Even at close range, in battle, the cannon can fire well. The gunner, protected in part by his piece, has an instant of coolness in which to lay accurately. That his pulse is racing does not derange his line of sight, if he has will power. The eye trembles little, and the piece once laid, remains so until fired.

The rifleman, like the gunner, only by will-power keeps his ability to aim. But the excitement in the blood, of the nervous system, opposes the immobility of the weapon in his hands. No matter how supported, a part of the weapon always shares the agitation of the man. He is instinctively in haste to fire his shot, which may stop the departure of the bullet destined for him. However lively the fire is, this vague reasoning, unformed as it is in his mind, controls with all the force of the instinct of self preservation. Even the bravest and most reliable soldiers then fire madly.

The greater number fire from the hip.

The theory of the range is that with continual pressure on the trigger the shot surprises the firer. But who practices it under fire?

However, the tendency in France to-day is to seek only accuracy. What good will it do when smoke, fog, darkness, long range, excitement, the lack of coolness, forbid clear sight?

It is hard to say, after the feats of fire at Sebastopol, in Italy, that accurate weapons have given us no more valuable service than a simple rifle. Just the same, to one who has seen, facts are facts. But—see how history is written. It has been set down that the Russians were beaten at Inkermann by the range and accuracy of weapons of the French troops. But the battle was fought in thickets and wooded country, in a dense fog. And when the weather cleared, our soldiers, our chasseurs were out of ammunition and borrowed from the Russian cartridge boxes, amply provided with cartridges for round, small calibered bullets. In either case there could have been no accurate fire. The facts are that the Russians were beaten by superior morale; that unaimed fire, at random, there perhaps more than elsewhere, had the only material effect.
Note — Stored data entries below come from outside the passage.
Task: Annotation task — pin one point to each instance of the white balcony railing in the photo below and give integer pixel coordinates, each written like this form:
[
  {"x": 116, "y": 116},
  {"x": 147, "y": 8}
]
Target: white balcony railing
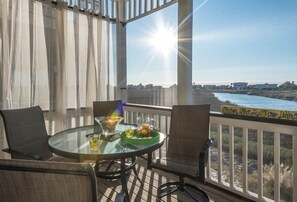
[
  {"x": 109, "y": 10},
  {"x": 246, "y": 168}
]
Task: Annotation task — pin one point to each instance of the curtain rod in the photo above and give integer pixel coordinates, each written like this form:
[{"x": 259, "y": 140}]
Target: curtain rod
[{"x": 83, "y": 11}]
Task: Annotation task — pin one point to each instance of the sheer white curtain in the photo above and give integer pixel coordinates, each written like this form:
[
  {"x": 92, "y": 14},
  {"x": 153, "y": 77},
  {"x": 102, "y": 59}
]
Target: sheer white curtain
[{"x": 56, "y": 58}]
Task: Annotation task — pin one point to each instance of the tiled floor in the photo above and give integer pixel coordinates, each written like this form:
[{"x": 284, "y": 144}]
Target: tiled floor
[{"x": 148, "y": 191}]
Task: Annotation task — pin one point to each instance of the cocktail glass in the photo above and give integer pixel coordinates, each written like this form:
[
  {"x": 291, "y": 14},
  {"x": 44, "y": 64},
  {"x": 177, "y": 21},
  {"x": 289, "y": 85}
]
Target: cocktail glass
[{"x": 108, "y": 124}]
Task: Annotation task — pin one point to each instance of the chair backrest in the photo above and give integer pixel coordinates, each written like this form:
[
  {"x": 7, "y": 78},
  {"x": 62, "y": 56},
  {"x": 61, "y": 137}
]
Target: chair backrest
[
  {"x": 26, "y": 132},
  {"x": 25, "y": 180},
  {"x": 107, "y": 108},
  {"x": 189, "y": 131}
]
When one fires and can only fire at random, who fires most hits most. Or perhaps it is better said that who fires least expects to be hit most.

Frederick was impressed with this, for he did not believe in the Potsdam maneuvers. The wily Fritz looked on fire as a means to quiet and occupy the undependable soldiers and it proved his ability that he could put into practice that which might have been a mistake on the part of any other general officer. He knew very well how to count on the effect of his fire, how many thousand cartridges it took to kill or wound an enemy. At first his soldiers had only thirty cartridges. He found the number insufficient, and after Mollwitz gave them sixty.

To-day as in Frederick's day, it is rapid random fire, the only one practicable, which has given prestige to the Prussians. This idea of rapid fire was lost after Frederick, but the Prussians have recovered it to-day by exercising common sense. However our veterans of the Empire had preserved this idea, which comes from instinct. They enlarged their vents, scornful of flare backs, to avoid having to open the chamber and prime. The bullet having a good deal of clearance when the cartridge was torn and put in the gun, with a blow of the butt on the ground they had their arms charged and primed.

But to-day as then, in spite of skill acquired in individual fire, men stop aiming and fire badly as soon as they are grouped into platoons to fire.